O salão silenciou. Ricardo empalideceu, o troféu em seu braço perdendo a importância. Rafael Montenegro não era apenas um rival corporativo; ele era o homem que detinha as chaves de metade dos projetos que Ricardo tentava desesperadamente conquistar.
— Rafael… — Ricardo começou, a voz perdendo a autoridade. — Eu não sabia que vocês…
— Você não sabe de muita coisa — Rafael interrompeu, guiando Beatriz para longe do círculo de curiosos. — E é exatamente por isso que você está perdendo o controle de tudo o que toca.
Eles se afastaram em direção ao terraço, longe dos olhares famintos da elite. O ar noturno era frio, mas Beatriz sentia o calor da mão de Rafael em suas costas. Quando a porta de vidro se fechou, isolando-os do ruído, ele a soltou, mantendo uma distância profissional, porém carregada de uma tensão palpável.

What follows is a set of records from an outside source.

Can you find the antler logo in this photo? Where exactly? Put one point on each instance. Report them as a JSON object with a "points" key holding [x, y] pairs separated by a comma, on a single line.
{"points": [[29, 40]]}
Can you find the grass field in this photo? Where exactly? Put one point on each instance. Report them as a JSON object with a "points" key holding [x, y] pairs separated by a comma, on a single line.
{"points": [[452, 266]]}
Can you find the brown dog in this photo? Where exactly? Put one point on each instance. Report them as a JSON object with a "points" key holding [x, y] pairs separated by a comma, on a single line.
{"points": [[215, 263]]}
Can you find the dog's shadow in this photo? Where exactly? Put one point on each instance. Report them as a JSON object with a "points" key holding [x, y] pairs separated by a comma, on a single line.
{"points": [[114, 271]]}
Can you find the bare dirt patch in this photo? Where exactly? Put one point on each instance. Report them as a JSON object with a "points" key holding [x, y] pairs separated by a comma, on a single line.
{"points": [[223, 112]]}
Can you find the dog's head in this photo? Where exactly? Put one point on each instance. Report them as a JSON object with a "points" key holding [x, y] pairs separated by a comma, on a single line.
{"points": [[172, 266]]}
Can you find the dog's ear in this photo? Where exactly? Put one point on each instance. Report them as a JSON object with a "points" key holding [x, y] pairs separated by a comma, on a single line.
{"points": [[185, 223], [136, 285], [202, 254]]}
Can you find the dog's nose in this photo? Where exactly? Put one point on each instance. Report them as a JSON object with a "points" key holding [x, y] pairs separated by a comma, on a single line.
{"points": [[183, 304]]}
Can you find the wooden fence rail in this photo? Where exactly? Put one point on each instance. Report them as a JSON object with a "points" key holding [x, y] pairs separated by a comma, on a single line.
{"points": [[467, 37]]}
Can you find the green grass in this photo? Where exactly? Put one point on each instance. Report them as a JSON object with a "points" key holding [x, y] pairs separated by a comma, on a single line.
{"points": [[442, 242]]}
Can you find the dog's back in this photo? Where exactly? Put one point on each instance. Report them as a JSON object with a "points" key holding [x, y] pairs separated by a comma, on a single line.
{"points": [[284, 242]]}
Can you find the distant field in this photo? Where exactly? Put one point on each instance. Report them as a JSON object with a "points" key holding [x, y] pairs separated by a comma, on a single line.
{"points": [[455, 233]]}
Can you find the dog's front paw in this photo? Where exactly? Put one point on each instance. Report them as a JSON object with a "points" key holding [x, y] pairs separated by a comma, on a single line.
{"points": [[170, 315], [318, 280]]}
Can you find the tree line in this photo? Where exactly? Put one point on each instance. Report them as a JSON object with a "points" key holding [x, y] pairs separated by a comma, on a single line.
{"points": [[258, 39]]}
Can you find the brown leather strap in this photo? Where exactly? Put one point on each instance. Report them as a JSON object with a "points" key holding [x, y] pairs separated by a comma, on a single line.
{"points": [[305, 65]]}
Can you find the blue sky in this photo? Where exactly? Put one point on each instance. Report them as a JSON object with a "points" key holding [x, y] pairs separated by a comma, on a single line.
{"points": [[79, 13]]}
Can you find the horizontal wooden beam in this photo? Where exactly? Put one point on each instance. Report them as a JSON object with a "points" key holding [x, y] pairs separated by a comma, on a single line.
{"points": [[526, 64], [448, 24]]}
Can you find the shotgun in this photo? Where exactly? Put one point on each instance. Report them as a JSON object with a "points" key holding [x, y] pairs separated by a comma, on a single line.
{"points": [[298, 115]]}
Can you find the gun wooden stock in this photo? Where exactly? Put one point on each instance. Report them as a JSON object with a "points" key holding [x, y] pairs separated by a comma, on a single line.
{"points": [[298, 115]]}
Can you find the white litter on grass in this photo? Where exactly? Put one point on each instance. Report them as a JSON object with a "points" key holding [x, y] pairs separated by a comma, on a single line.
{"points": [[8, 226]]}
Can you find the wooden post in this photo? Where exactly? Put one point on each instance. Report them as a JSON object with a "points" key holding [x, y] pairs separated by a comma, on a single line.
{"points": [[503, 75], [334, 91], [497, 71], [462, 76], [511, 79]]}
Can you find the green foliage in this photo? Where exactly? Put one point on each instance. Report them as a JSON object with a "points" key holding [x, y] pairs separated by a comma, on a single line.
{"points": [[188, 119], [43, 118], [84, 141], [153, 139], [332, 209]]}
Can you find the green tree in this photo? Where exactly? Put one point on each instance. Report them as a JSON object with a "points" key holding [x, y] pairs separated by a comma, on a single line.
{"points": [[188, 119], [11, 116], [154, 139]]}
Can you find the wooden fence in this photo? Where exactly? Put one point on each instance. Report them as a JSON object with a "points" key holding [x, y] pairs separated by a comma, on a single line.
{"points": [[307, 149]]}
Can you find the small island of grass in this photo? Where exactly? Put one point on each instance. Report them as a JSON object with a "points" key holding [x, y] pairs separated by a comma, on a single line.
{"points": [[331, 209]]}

Rafael estendeu uma pasta de couro sobre a mesa de mármore. Não havia flores, nem romantismo, apenas a frieza de um contrato de sobrevivência.
— O divórcio não apenas levou seu sobrenome, Beatriz — disse ele, a voz baixa e cortante. — Ele expôs sua falência social. Ricardo não quer apenas o divórcio; ele quer que você desapareça para que os ativos da empresa sejam liquidados sem contestação. Se você assinar este noivado, eu garanto a manutenção da sua posição. Se não, amanhã você não terá nem as chaves do seu apartamento.
Beatriz encarou as cláusulas. Eram termos de uma parceria de fachada, desenhados para neutralizar os acionistas que Ricardo tentava manipular. O contrato não pedia seu amor, exigia sua lealdade pública e sua presença em eventos que ela, sozinha, não teria como frequentar. Era uma troca: a reputação dela em troca da proteção dele.
— Por que você? — ela perguntou, a voz finalmente voltando ao tom de controle. — O que você ganha com uma noiva falida?
— Eu ganho um conselho administrativo que não consegue me atacar se eu estiver aliado à família fundadora da empresa que eles cobiçam — Rafael respondeu, sem desviar o olhar. Ele retirou um anel de diamantes do bolso, um objeto que brilhava com uma promessa fria. — Aceite o anel, Beatriz. Não é um pedido de casamento, é um contrato de sobrevivência.
Beatriz pegou a caneta. Suas mãos não tremiam. Ela assinou o documento, sentindo o peso da tinta preta sobre o papel branco. Ela não sabia, enquanto a assinatura secava, que Rafael já detinha as provas da traição de seu ex há meses, tornando aquele contrato não apenas uma proteção, mas uma arma que ela mal podia esperar para usar.